Huh. Horrible trauma has the opposite effect on me; it makes my aversions stronger. CoZE's gradual approach has worked better for me.

This may be a case of Typical Mind Fallacy. I've been thinking recently about how my (fairly pedestrian) traumatic experiences are instrumentally useful as motivation, in spite of being billed as "unhealthy" to dwell upon. I'm starting to get the impression that my reaction is somewhat atypical.

On the plus side, this could mean I have an amazing resource for motivation inaccessible to others. On the minus side, I may have to subject myself to horrible experiences in order to make it work.

The term to google here is post-traumatic growth.

Many traditional initiation rituals, which tend to be designed to teach you a lesson you won't forget, are quite traumatic. I'd like to believe the trauma serves a purpose beyond hazing and reinforcement of hierarchy, although I do not know it does.

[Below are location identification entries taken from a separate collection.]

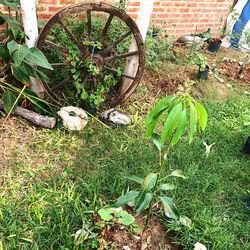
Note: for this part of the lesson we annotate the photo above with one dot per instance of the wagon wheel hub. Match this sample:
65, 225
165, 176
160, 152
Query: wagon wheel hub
101, 34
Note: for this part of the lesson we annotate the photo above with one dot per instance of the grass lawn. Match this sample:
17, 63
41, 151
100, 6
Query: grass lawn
53, 181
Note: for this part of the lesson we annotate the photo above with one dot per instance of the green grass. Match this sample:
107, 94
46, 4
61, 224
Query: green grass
58, 180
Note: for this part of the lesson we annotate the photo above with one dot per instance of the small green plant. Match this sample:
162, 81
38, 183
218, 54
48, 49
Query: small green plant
177, 111
81, 71
108, 214
199, 60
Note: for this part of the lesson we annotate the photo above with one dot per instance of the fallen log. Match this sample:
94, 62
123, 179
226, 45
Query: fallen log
39, 120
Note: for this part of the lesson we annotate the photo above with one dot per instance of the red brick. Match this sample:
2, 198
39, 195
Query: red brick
44, 15
133, 4
48, 2
54, 9
132, 9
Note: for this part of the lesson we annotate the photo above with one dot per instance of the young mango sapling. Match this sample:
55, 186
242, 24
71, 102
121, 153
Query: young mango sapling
178, 111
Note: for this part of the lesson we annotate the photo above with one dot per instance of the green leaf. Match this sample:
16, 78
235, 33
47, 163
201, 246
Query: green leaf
20, 75
169, 208
182, 123
202, 115
125, 218
105, 213
14, 26
40, 106
36, 57
178, 173
171, 122
125, 199
17, 51
167, 186
145, 204
193, 121
134, 178
11, 4
159, 107
152, 125
9, 99
147, 184
4, 53
157, 141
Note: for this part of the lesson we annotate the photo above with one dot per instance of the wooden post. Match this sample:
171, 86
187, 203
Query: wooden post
31, 30
142, 21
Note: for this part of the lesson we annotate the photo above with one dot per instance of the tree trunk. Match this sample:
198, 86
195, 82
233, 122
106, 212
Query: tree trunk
39, 120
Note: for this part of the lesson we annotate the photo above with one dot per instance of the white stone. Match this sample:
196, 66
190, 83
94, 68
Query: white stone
218, 78
115, 117
77, 122
126, 248
199, 246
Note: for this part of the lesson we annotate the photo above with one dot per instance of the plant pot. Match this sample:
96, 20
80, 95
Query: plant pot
203, 74
214, 45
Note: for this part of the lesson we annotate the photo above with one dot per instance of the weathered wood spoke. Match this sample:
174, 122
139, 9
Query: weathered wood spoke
56, 46
116, 72
71, 36
104, 32
60, 64
89, 25
113, 45
115, 57
60, 84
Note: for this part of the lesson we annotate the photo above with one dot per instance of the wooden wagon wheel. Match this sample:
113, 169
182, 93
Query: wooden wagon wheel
88, 46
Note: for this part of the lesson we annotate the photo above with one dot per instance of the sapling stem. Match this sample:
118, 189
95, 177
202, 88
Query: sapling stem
162, 162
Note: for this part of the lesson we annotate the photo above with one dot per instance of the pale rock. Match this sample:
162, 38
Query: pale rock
199, 246
126, 248
185, 221
218, 78
117, 210
79, 235
114, 118
73, 122
188, 41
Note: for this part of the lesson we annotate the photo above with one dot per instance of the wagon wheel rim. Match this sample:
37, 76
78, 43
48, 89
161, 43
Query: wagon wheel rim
103, 57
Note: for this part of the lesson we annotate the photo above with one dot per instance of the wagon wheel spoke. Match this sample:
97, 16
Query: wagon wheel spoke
89, 24
84, 79
95, 82
60, 64
116, 72
115, 57
114, 44
60, 84
56, 46
104, 32
81, 48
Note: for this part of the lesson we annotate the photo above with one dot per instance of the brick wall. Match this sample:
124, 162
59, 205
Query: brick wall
178, 17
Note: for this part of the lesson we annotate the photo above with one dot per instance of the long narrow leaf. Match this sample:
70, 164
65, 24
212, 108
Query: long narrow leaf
125, 199
202, 115
157, 141
147, 184
193, 120
182, 123
159, 107
169, 208
171, 122
144, 205
134, 178
152, 125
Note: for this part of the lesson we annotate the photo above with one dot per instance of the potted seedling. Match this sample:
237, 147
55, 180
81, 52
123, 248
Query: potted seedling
215, 43
201, 61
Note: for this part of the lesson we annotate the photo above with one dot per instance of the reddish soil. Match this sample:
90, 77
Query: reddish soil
155, 237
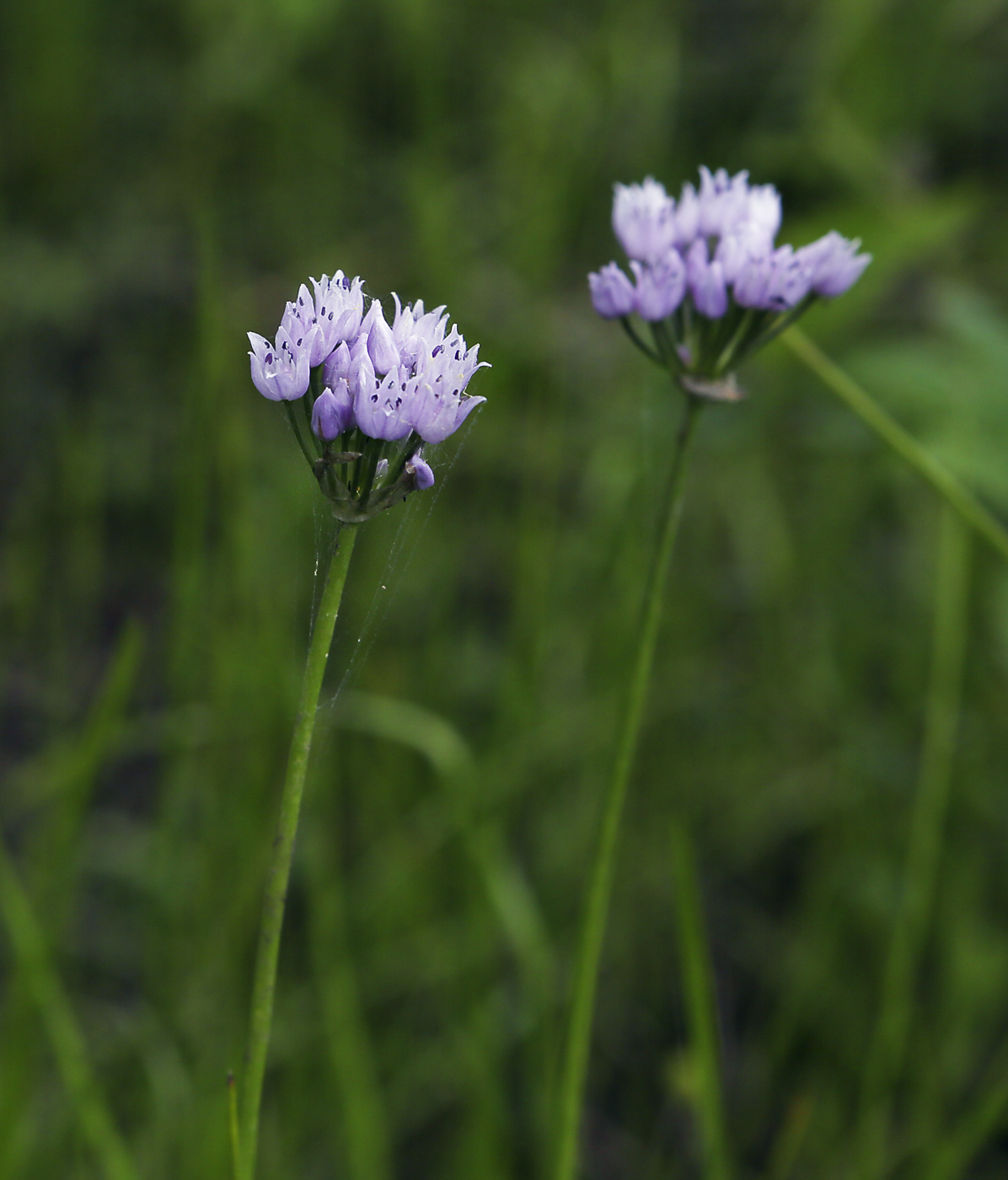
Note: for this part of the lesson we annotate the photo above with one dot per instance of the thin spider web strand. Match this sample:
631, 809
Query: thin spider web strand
394, 570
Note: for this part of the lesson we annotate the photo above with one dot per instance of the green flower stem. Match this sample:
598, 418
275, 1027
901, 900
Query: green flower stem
292, 418
701, 1011
67, 1043
575, 1065
261, 1020
877, 419
925, 846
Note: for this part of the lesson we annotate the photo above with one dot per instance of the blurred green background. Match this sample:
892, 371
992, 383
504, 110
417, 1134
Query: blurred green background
171, 171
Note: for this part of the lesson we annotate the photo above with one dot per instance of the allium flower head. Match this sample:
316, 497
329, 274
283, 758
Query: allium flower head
376, 392
708, 276
643, 220
333, 315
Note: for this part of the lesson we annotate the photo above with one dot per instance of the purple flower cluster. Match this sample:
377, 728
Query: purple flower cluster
377, 384
716, 250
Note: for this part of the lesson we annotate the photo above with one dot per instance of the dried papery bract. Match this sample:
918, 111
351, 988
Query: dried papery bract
372, 395
712, 288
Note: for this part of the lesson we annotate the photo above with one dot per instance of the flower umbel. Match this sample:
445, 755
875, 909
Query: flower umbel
373, 393
708, 277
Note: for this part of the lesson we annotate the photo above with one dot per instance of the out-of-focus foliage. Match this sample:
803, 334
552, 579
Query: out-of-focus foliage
171, 170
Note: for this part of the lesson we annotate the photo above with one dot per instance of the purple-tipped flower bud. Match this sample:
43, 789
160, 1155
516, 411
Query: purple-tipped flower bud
722, 201
687, 217
612, 292
338, 309
660, 287
643, 220
762, 217
834, 263
362, 378
380, 344
421, 474
280, 373
706, 282
383, 410
751, 285
790, 279
333, 412
415, 330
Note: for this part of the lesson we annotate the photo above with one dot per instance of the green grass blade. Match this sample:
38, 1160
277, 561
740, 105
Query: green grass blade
887, 1048
701, 1009
65, 1038
880, 421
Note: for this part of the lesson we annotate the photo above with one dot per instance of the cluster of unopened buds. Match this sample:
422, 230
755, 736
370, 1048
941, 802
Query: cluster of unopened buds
710, 280
372, 394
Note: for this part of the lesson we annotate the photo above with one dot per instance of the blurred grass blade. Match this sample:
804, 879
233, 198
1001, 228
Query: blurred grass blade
410, 725
600, 884
701, 1011
448, 754
233, 1127
67, 1043
987, 1118
923, 855
516, 909
365, 1118
52, 853
877, 419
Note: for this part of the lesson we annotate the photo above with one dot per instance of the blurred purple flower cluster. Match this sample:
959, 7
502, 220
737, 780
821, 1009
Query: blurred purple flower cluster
714, 244
367, 384
710, 256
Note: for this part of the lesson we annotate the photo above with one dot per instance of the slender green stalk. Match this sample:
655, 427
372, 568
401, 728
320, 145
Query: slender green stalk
701, 1011
368, 1138
923, 853
575, 1065
877, 419
265, 983
64, 1034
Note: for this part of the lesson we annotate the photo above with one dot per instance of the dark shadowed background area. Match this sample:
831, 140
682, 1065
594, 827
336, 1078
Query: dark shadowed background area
171, 171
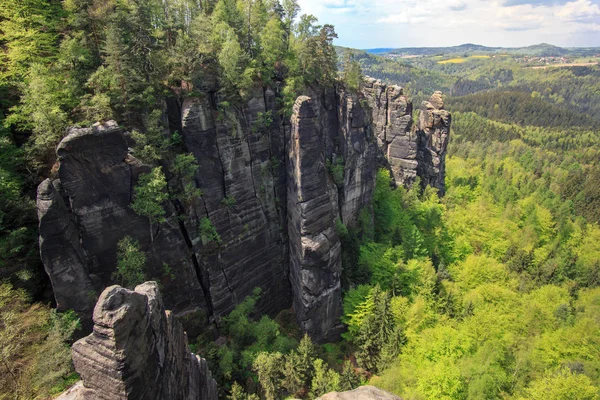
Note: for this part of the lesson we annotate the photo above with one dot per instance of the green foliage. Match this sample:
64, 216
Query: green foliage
268, 367
263, 122
509, 310
208, 232
150, 194
35, 355
325, 380
352, 75
185, 167
130, 263
19, 258
336, 168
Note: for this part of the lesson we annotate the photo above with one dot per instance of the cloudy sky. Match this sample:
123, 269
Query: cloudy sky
411, 23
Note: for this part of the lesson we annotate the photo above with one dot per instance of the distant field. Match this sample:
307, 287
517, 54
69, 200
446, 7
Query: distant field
588, 64
460, 60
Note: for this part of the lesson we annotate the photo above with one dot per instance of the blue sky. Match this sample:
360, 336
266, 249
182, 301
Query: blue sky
414, 23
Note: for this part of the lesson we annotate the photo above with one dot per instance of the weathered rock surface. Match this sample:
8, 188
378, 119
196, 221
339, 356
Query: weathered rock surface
272, 190
329, 132
240, 153
392, 125
85, 213
138, 350
433, 132
361, 393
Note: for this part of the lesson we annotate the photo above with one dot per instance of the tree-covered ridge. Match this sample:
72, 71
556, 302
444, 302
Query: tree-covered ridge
572, 88
81, 61
95, 60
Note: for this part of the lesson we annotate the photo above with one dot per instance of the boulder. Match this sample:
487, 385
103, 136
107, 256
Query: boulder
137, 350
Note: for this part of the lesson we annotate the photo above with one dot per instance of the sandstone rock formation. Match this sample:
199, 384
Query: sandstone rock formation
433, 131
271, 188
361, 393
138, 350
85, 213
392, 125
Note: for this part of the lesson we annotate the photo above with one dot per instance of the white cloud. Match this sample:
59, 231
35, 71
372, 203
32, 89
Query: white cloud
580, 10
408, 23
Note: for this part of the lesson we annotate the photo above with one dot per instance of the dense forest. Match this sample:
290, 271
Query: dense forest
489, 292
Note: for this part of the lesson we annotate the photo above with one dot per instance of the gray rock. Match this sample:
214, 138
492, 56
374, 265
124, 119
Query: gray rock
138, 350
433, 132
361, 393
81, 226
268, 188
315, 248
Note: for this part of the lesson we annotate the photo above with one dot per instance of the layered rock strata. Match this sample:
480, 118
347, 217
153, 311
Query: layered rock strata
433, 133
137, 350
331, 175
269, 193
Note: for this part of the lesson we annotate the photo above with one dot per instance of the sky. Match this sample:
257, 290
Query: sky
366, 24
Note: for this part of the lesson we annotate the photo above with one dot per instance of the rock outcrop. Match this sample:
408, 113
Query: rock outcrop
361, 393
392, 125
86, 211
433, 133
270, 192
331, 174
138, 350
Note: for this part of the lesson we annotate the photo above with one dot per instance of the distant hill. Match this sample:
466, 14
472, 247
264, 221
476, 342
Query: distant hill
539, 50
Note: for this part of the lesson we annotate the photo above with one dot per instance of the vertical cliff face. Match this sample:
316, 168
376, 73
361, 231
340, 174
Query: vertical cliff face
331, 174
433, 133
392, 125
272, 189
85, 213
138, 351
240, 153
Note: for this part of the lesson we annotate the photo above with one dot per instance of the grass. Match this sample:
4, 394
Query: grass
460, 60
453, 61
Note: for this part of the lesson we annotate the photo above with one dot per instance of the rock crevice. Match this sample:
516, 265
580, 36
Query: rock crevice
272, 190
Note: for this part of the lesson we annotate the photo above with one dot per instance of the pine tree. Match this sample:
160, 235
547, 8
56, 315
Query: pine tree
325, 379
268, 368
352, 72
150, 194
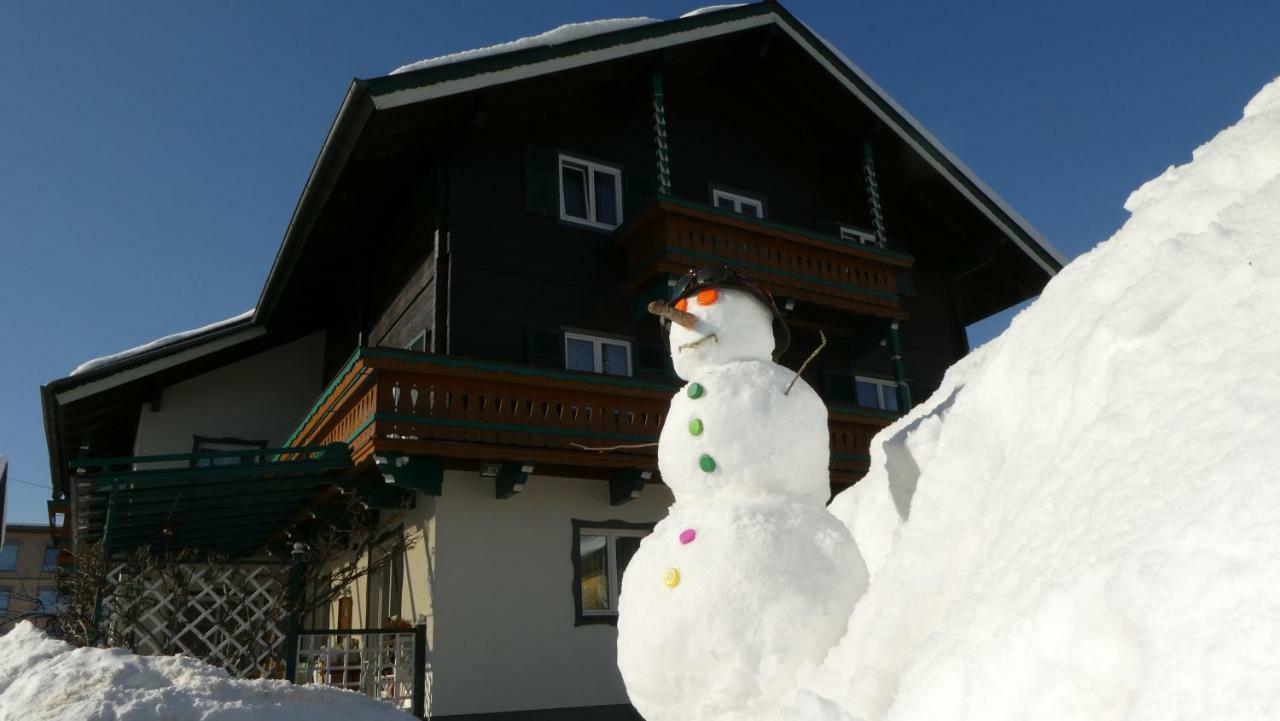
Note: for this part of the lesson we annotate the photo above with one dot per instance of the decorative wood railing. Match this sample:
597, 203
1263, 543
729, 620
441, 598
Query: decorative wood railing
675, 236
470, 411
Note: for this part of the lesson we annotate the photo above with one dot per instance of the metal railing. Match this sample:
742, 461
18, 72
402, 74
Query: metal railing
388, 665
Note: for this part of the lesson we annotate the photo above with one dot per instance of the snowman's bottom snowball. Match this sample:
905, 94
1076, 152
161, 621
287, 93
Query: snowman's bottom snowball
763, 592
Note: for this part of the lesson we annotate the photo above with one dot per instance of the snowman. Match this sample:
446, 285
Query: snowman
749, 580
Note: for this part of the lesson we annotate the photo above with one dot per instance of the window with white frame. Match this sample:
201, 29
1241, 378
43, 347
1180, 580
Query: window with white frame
48, 599
876, 393
858, 236
600, 556
740, 204
597, 355
590, 192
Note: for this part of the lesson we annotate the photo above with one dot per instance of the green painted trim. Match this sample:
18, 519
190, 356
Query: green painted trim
785, 228
504, 427
734, 263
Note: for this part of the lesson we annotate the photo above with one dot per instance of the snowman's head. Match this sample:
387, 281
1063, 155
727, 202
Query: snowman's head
726, 318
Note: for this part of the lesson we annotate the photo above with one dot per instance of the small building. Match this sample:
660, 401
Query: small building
28, 570
455, 323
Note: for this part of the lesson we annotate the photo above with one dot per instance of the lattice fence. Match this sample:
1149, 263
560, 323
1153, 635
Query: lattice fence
227, 615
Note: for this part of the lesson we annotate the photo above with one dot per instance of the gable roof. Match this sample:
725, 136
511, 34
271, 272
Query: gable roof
549, 53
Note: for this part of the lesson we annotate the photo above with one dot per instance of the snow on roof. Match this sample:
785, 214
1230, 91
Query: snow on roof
556, 36
160, 342
696, 12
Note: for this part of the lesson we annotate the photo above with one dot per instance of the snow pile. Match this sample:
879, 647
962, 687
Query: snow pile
1092, 500
160, 342
554, 36
46, 679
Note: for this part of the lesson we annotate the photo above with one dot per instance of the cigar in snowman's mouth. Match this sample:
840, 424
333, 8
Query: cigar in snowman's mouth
681, 318
698, 342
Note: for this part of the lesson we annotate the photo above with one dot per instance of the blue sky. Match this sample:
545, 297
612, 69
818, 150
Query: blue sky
151, 154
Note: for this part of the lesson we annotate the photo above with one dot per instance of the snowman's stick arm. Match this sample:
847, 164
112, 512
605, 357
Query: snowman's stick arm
602, 448
808, 360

I get that feeling whenever I hit a milestone in something: if I run a couple miles further than I had previously, if I understand something that was opaque before, if I am able to do something that I couldn't before, I get this "woo hoo!" feeling that I associate with levelling up.

Same here. This feeling is especially prevalent for me in weightlifting--my strength/dexterity/stamina attribute is increasing! Too many RPGs played as a kid.

I've found gymnastics skills are a great complement to lifting in this regard. When lifting is getting mundane and/or stalling you still have physical skills you can level up.

What kinds of gymnastics skills?

Just bodyweight exercises like muscle-ups?

muscle ups, planche, l-sit, back and front levers, elevators (eventually), freestanding hand stand pushups, and that's all the "easy" stuff as far as real gymnasts are concerned.